UDESC – [email protected]

Guilherme Antônio Sauerbronn de Barros UDESC – [email protected] Resumo: Este artigo apresenta os resultados iniciais da investigação sobre o Estado da Arte na Pesquisa sobre a obra para violoncelo de Kaija Saariaho e integra pesquisa de mestrado em curso sobre a obra Sept Papillons, para violoncelo, de Saariaho. Os referenciais teóricometodológicos são FERREIRA (2002), KERR & CARVALHO (2005) e ARROYO & JANZEN (2007). Verificou-se a predominância de abordagens que dialogam com, ou, partem de: técnicas espectrais, processos da música eletroacústica e a área de música e tecnologia. Palavras-chave: Kaija Saariaho. Violoncelo. Estado da Arte.
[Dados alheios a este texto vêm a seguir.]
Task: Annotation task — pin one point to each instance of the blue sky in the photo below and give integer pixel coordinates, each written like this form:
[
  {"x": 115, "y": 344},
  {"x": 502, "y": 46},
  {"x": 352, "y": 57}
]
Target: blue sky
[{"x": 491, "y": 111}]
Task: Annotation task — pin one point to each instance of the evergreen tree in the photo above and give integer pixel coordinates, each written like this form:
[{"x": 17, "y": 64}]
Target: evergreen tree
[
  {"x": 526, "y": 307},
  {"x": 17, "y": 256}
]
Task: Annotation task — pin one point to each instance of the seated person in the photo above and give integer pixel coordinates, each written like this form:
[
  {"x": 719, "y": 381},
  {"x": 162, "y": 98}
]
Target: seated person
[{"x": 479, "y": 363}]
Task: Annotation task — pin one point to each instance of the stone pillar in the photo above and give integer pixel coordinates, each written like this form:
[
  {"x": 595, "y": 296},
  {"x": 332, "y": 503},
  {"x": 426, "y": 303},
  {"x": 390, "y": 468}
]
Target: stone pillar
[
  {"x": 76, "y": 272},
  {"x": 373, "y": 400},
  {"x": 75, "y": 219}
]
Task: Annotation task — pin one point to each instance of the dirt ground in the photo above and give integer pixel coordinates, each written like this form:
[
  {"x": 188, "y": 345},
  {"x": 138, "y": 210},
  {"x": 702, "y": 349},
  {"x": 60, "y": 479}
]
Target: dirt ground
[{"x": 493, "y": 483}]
Música e Tecnologia. The State of Art in the research on Kaija Saariaho´s cello compositions: initial results Abstract: This paper presents the initial results of the research on the State of Art in the research on Kaija Saariaho´s cello compositions and integrates an ongoing masters research on Saariaho´s cello piece Sept Papillons. The theoretical and methodological frameworks used are FERREIRA (2002), KERR & CARVALHO (2005) and ARROYO & JANZEN (2007). We verified the predominance of approaches that dialogue with, or depart from: spectral techniques, processes of electroacoustic music and the music technology area. Keywords: Kaija Saariaho. Cello. State of the Art. Music and Technology.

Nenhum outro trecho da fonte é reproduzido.